II.ii.103-106 (1150-54)
Here 'The Court of Rome commanding' is a parenthesis modifying 'vertue', part of an inverted phrase before the subject of the sentence 'You my Lord'. Read 'commanding, you my Lord | Cardinall of Yorke, are joyn'd', with retention of the caesural comma. More typical is Henry's aside in the Blackfriars court scene, also set by Compositor I:
My learn'd and welbeloved Servant Cranmer,
Prethee returne, with thy approch: I know,
My comfort comes along: . . .
II.iv.236-238 (1609-11)
Transposition to read 'Prethee returne: with thy approch, I know' straightens out the compositorial error caused by memorial failure, although mistaken sense cannot be ruled out.

[16]

One may note the ambiguity of the question mark, which poses a problem for modernizing editors more than for old-spelling. Some take the question mark to be the Folio equivalent of an exclamation, as often, and like Alexander, Kittredge, and the New Penguin print 'him!' Others, like the New Arden, follow the Globe in retaining the query.
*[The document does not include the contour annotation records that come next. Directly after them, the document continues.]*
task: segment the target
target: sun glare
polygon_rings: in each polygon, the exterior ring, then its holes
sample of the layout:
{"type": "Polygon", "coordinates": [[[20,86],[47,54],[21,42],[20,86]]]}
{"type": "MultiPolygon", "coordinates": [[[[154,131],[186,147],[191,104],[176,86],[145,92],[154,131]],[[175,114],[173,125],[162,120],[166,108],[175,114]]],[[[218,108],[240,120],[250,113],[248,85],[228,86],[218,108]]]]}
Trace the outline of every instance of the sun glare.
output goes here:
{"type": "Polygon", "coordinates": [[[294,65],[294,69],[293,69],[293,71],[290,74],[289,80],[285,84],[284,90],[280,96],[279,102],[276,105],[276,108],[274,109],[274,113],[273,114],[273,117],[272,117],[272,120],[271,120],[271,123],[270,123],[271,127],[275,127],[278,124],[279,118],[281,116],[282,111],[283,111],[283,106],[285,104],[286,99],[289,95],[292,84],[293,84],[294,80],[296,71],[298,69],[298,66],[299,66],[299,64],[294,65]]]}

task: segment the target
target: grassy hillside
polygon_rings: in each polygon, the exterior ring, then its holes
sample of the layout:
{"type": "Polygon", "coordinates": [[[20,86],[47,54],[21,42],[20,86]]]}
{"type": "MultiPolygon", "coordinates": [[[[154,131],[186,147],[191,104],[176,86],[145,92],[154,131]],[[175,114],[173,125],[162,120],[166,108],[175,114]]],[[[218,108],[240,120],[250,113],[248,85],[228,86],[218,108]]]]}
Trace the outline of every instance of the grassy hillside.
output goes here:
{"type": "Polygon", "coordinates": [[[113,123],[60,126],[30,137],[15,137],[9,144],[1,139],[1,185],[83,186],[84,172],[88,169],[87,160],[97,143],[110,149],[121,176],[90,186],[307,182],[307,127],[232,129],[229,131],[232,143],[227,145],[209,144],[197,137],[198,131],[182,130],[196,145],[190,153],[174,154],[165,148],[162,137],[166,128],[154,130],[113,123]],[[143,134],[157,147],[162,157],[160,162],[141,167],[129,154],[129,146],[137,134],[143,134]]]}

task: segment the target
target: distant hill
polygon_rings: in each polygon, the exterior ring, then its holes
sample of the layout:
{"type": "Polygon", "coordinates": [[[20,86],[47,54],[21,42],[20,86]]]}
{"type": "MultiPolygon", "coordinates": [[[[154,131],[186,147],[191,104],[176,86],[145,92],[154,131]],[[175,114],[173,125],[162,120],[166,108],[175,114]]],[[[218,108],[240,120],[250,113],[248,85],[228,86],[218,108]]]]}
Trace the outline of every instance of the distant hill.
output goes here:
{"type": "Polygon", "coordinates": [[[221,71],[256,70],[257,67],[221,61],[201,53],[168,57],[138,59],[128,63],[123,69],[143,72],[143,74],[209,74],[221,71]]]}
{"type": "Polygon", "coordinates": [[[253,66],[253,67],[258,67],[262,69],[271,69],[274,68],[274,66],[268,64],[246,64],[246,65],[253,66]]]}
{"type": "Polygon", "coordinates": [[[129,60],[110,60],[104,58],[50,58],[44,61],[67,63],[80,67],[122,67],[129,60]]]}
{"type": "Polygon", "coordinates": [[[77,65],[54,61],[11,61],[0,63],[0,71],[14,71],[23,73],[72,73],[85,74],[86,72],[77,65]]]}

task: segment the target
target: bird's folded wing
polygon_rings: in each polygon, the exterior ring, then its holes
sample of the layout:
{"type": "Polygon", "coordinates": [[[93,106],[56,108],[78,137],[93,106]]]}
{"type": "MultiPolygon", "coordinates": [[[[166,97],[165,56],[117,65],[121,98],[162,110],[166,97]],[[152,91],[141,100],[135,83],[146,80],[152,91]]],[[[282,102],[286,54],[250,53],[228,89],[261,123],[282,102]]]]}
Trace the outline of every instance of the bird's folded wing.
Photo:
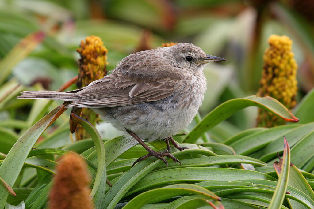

Since in my opinion only in extreme cases of possible confusion of the sense should an old-spelling editor insert uncharacteristic exclamation points in texts normally wanting them, such an editor may well retain the question mark here. Although it is likely that Norfolk's is an exclamation, it is also possible that, with ellipsis, he is inquiring Has this priest no pride in him? which might be supported by Suffolk's response, although not necessarily so. Even if an old-spelling editor chooses to interpret the line as an exclamation, the conventional question mark conveys the sense well enough in an unmodernized text. Of course, a modernizing editor must make a choice.

[17]

To venture one may be closely associated but perhaps not idiomatically identical with to make one: see, for example, 'Ile make one in a dance', LLL, V.i.160 (1884) or 'I see a sword out, my finger itches to make one', MWW, II.iii.48 (1108-9), where 'make one' means to join a group.

[18]

It is true that the Folio is our sole authority and that its reading of Norfolk's line,


95

Page 95
alone, makes sense. It is also true that Compositor I, who set the line, often introduces strong stops like a semicolon or even a period in inappropriate places (vide 'So if that quarrell. Fortune, do divorce', II.iii.14 [1217]) so that the Folio semicolon may be an error as required by a nominal have-at-him. But general suspicion of Compositor I's punctuation, no matter how well deserved, is no demonstration of error. Nor perhaps is the interesting fact that the F2 compositor failed to understand the idiom of 'Ile venture one' and by removing the semicolon and substituting 'heave' for 'have' he indicated that he thought 'one' was an adjective. In the end, the reading is likely subject only to opinion. I opt for 'have at him' as a noun and the emended deletion of the intrusive semicolon, in part moved by a question whether, in actuality, venture one is a true parallel here to make one. If it is not, except for the possible interpretation that 'Ile venture one' means I for one will venture (and I doubt it) the phrase is idiomatically suspect. It seems probable, therefore, that Randolph's nominal 'one have at all of mine' is the true parallel, in which case the possibility of 'have at him' as a noun, also, is the stronger and emendation in Henry VIII is advisable.